Executive headteachers are able to vote more than once using a loophole in the headteacher board elections, Schools Week has discovered.
And if they’re standing, they are potentially able to cast multiple votes for themselves, plunging the fairness of the whole system into doubt.
The elections opened this month, to elect panels which will then advise commissioners on the opening, transfer and closure of other academies.
There have been concerns throughout the process hanging over their transparency, the lack of consistency in who is eligible to stand, and the short voting timeframe.
But Schools Week has now learned that executive heads who oversee more than one school are able to vote several times.
The Department for Education sent emails to every academy this month which included a unique code allowing people to cast their vote on the election site, addressed to the “headteacher or executive headteacher”.
However, sources familiar with the system have realised that where an executive headteacher is the point of contact for every academy in a particular trust, they “could be returning a vote on any number of schools” – and potentially voting for themselves many times.
John Fowler, a policy manager at the Local Government Information Unit, described the set-up as “crazy”, and said it showed the DfE was making up “how to do the elections as it goes along”.
A letter sent to senior academy leaders urging them to vote, told them to “check your academy’s email inbox for your voting pack and unique code”. This code “will authenticate your visit to the secure voting site”, but the system has no way to tell whether the same person is voting more than once.
The rules do not explicitly bar a person from voting in this way as votes are attached to academies rather than individuals.
The DfE said it was up to heads and senior leaders to “decide who should cast the vote”.
“These are not the standards to expect for an election,” said Fowler. “You have billions being spent [on the academy system], controlled by a fantasy franchise and electorate, and no approval by Parliament.”
Schools Week also understand turnout in elections has been worryingly low so far.
The headteacher board elections had been facing problems before the loophole was exposed, including delays to their timeframe, and the fact that few candidates were standing in some areas.
The DfE was forced to confirm last week that while anyone with “executive headteacher” or “headteacher” in their job title could vote, CEOs who do not hold one of these titles were ineligible.
However, a source pointed out that “CEO” and “executive headteacher” are often interchangeable terms at many small trusts, and some CEOs have been arbitrarily barred from voting according to how they are listed in the government’s database.
Despite this, although CEOs cannot vote, they can still stand as candidates – around half the candidates have CEO in their title.
Paul Whiteman, the general secretary of the National Association of Head Teachers, wants the DfE to review the CEOs voting issue, as “leadership roles are changing rapidly” and there is often significant overlap between the roles.

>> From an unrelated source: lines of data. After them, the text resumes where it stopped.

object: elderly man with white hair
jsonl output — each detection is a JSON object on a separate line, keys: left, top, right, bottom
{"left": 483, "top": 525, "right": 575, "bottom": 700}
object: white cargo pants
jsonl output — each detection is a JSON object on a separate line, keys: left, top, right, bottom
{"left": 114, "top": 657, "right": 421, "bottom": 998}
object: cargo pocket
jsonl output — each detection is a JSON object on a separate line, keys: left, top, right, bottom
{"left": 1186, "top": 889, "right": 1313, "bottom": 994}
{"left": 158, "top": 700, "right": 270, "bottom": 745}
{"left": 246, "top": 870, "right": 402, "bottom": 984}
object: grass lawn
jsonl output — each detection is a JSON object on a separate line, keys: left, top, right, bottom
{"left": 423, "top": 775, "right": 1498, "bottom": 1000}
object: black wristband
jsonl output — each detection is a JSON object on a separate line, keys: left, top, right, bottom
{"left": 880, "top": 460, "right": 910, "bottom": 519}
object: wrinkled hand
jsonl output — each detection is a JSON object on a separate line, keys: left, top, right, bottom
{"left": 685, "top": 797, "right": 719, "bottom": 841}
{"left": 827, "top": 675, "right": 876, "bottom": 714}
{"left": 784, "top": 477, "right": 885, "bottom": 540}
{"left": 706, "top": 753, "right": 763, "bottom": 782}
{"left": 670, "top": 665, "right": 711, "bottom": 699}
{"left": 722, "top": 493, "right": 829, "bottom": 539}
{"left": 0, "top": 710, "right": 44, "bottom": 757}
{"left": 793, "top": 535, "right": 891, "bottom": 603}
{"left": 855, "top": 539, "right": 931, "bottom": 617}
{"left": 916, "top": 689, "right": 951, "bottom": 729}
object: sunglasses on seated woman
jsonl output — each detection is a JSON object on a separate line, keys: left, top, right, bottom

But Stuart Lock, the principal of Bedford Free School, said the policy for CEOs not to vote was a “sensible” attempt to ensure every school was allocated just one vote each.
“If CEOs were also allowed to vote, a trust with just two schools could get three votes for two headteachers and a CEO.”
But he added: “I am manifestly not in favour of CEOs or executive heads being able to vote multiple times.”
The election is being run this year by UK Engage, an electoral services company. Electoral Reform Services ran the previous election held three years ago, and bid unsuccessfully for the contract this year.
Voting closes on September 22, and results are expected before the autumn half-term.